Re: [PATCH v2 08/12] mm/mglru: simplify and improve dirty writeback handling

From: Kairui Song

Date: Sun Mar 29 2026 - 04:21:44 EST

Forwarding sashiko review:

https://sashiko.dev/#/message/20260329-mglru-reclaim-v2-8-b53a3678513c%40tencent.com

> > diff --git a/mm/vmscan.c b/mm/vmscan.c
> > index 8de5c8d5849e..17b5318fad39 100644
> > --- a/mm/vmscan.c
> > +++ b/mm/vmscan.c
> [ ... ]
> > @@ -4633,21 +4632,6 @@ static bool sort_folio(struct lruvec *lruvec, struct folio *folio, struct scan_c
> > return true;
> > }
> >
> > - dirty = folio_test_dirty(folio);
> > - writeback = folio_test_writeback(folio);
> > - if (type == LRU_GEN_FILE && dirty) {
> > - sc->nr.file_taken += delta;
> > - if (!writeback)
> > - sc->nr.unqueued_dirty += delta;
> > - }
> > -
> > - /* waiting for writeback */
> > - if (writeback || (type == LRU_GEN_FILE && dirty)) {
> > - gen = folio_inc_gen(lruvec, folio, true);
> > - list_move(&folio->lru, &lrugen->folios[gen][type][zone]);
> > - return true;
> > - }
> > -
> > return false;
> > }
>
> Could removing this proactive promotion cause a livelock and premature OOM
> during GFP_NOIO or GFP_NOFS direct reclaim?
> Without this check, dirty file folios fall through to isolate_folio(). If
> the reclaim does not have __GFP_IO, isolate_folio() will skip them.
> These skipped folios are spliced back to the front of the oldest generation
> list in scan_folios(). Because isolate_folio() isolates 0 folios,
> evict_folios() returns early.
> This completely bypasses the new wakeup_flusher_threads() call, leaving the
> dirty folios unqueued for writeback, and the oldest generation can never
> advance.

This is a nice found. For GFP_NOIO (or actually !__GFP_IO), we also need
to active and set reclaim for the dirty folios. It's a narrow case though.

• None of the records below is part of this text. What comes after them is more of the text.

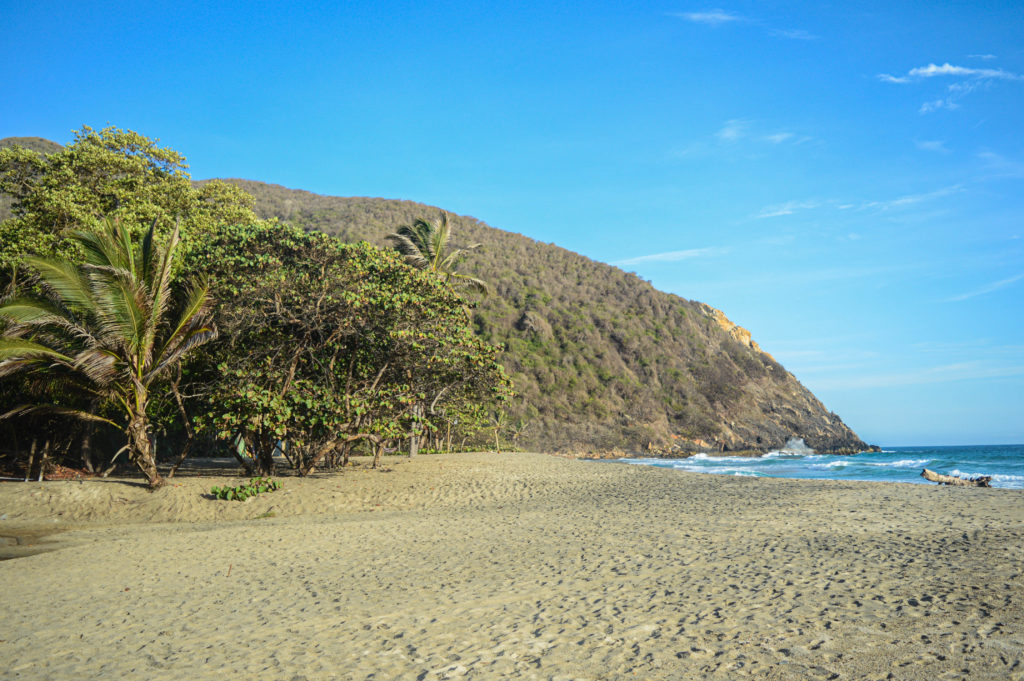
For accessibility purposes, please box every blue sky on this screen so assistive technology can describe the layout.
[0,0,1024,444]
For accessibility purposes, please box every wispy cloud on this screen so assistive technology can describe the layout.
[754,200,823,220]
[715,119,751,142]
[754,184,964,219]
[878,62,1024,114]
[914,139,949,154]
[612,247,726,266]
[946,272,1024,303]
[907,61,1024,80]
[670,9,743,26]
[668,9,818,40]
[768,29,818,40]
[858,184,964,211]
[978,152,1024,179]
[808,361,1024,391]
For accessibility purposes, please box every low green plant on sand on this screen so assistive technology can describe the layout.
[210,477,281,502]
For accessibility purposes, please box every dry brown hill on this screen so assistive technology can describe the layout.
[218,179,867,453]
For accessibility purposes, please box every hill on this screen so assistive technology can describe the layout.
[0,137,62,222]
[216,179,867,454]
[0,137,868,454]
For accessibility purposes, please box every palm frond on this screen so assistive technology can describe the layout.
[73,348,121,386]
[0,405,121,428]
[0,337,74,364]
[25,256,95,312]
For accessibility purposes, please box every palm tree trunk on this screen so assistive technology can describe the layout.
[128,415,164,490]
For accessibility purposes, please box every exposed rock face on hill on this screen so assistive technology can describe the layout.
[0,137,868,455]
[216,180,868,454]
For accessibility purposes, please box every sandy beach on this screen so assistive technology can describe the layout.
[0,454,1024,681]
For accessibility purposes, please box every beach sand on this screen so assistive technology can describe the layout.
[0,454,1024,681]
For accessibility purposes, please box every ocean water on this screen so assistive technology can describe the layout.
[620,440,1024,490]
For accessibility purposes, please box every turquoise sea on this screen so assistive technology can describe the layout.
[621,440,1024,490]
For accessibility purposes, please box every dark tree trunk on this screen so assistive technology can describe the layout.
[81,426,96,473]
[128,417,164,488]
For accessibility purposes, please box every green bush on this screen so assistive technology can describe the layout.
[210,477,281,502]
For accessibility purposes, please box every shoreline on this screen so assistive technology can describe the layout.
[0,454,1024,681]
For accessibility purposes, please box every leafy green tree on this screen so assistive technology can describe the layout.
[387,211,487,294]
[0,219,216,486]
[185,225,510,474]
[0,127,257,287]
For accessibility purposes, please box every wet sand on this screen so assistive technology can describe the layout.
[0,454,1024,681]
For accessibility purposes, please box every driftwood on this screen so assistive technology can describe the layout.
[921,468,992,487]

Following update should work:

diff --git a/mm/vmscan.c b/mm/vmscan.c
index 8170aee096e9..342ba3afe77c 100644
--- a/mm/vmscan.c
+++ b/mm/vmscan.c
@@ -4641,8 +4641,7 @@ static bool isolate_folio(struct lruvec *lruvec, struct folio *folio, struct sca

/* swap constrained */
if (!(sc->gfp_mask & __GFP_IO) &&
- (folio_test_dirty(folio) ||
- (folio_test_anon(folio) && !folio_test_swapcache(folio))))
+ (folio_test_anon(folio) && !folio_test_swapcache(folio)))
return false;

> [ ... ]
> > @@ -4858,12 +4840,27 @@ static int evict_folios(unsigned long nr_to_scan, struct lruvec *lruvec,
> > return scanned;
> > retry:
> > reclaimed = shrink_folio_list(&list, pgdat, sc, &stat, false, memcg);
> > - sc->nr.unqueued_dirty += stat.nr_unqueued_dirty;
> > sc->nr_reclaimed += reclaimed;
> > trace_mm_vmscan_lru_shrink_inactive(pgdat->node_id,
> > type_scanned, reclaimed, &stat, sc->priority,
> > type ? LRU_INACTIVE_FILE : LRU_INACTIVE_ANON);
> >
> > + /*
> > + * If too many file cache in the coldest generation can't be evicted
> > + * due to being dirty, wake up the flusher.
> > + */
> > + if (stat.nr_unqueued_dirty == isolated) {
>
> Is the isolated variable stale when evaluated on the retry path?
> If evict_folios() jumps back to the retry label, shrink_folio_list()
> processes a smaller list of only clean folios. The isolated variable retains
> the size of the original list, while stat.nr_unqueued_dirty can only be as
> large as the new, smaller list.
> Does this logically impossible condition cause any unintended behavior, or
> should the check be moved outside the retry loop to avoid confusion?

This is fine, stat.nr_unqueued_dirty is always smaller than isolated. The
"retry" label above only used to handle some folios that are failed to be
reclaimed after isolation. Meanwhile I do think we should clean up this
retry logic as it will also confuse the tracepoint. Better do it later.